Algorithms and optimizations for global non-linear hybrid fluid-kinetic finite element stellarator simulations
By: Luca Venerando Greco
Potential Business Impact:
Helps fusion power plants work better.
Predictive modeling of stellarator plasmas is crucial for advancing nuclear fusion energy, yet it faces unique computational difficulties. One of the main challenges is accurately simulating the dynamics of specific particle species that are not well captured by fluid models, which necessitates the use of hybrid fluid-kinetic models. The non-axisymmetric geometry of stellarators fundamentally couples the toroidal Fourier modes, in contrast to what happens in tokamaks, requiring different numerical and computational treatment. This work presents a novel, globally coupled projection scheme inside the JOREK finite element framework.
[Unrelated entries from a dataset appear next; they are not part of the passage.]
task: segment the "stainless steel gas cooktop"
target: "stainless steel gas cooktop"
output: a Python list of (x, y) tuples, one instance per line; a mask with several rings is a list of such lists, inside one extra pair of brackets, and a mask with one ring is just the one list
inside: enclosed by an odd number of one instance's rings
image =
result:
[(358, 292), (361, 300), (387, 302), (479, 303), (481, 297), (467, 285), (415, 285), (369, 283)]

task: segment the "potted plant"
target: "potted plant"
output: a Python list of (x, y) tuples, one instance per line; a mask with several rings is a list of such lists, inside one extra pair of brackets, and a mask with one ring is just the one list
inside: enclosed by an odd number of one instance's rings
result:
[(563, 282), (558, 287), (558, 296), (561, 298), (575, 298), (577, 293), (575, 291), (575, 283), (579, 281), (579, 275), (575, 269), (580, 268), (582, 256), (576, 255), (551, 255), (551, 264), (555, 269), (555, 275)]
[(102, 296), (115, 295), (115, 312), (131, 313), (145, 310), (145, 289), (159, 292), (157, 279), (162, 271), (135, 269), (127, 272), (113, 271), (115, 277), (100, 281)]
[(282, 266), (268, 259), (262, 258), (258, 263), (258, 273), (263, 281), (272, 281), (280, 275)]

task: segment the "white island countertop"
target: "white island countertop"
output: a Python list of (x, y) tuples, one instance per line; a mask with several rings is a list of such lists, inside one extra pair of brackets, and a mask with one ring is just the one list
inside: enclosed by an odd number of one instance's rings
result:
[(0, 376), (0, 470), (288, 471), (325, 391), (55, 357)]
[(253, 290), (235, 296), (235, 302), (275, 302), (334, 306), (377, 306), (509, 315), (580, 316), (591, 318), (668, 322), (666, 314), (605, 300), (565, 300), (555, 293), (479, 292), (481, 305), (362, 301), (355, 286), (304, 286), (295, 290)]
The approach ensures a self-consistent and physically accurate transfer of kinetic markers to the fluid grid, effectively handling the complex 3D mesh by constructing and solving a unified linear system that encompasses all toroidal harmonics simultaneously. To manage the computational complexity of this coupling, the construction of the system's matrix is significantly accelerated using the Fast Fourier Transform (FFT). The efficient localization of millions of particles is made possible by implementing a 3D R-Tree spatial index, which supports this projection and ensures computational tractability at scale. On realistic Wendelstein 7-X stellarator geometries, the fidelity of the framework is rigorously shown. In sharp contrast to the uncoupled approaches' poor performance, quantitative convergence tests verify that the coupled scheme attains the theoretically anticipated spectral convergence. This study offers a crucial capability for the predictive analysis and optimization of next-generation stellarator designs by developing a validated, high-fidelity computational tool.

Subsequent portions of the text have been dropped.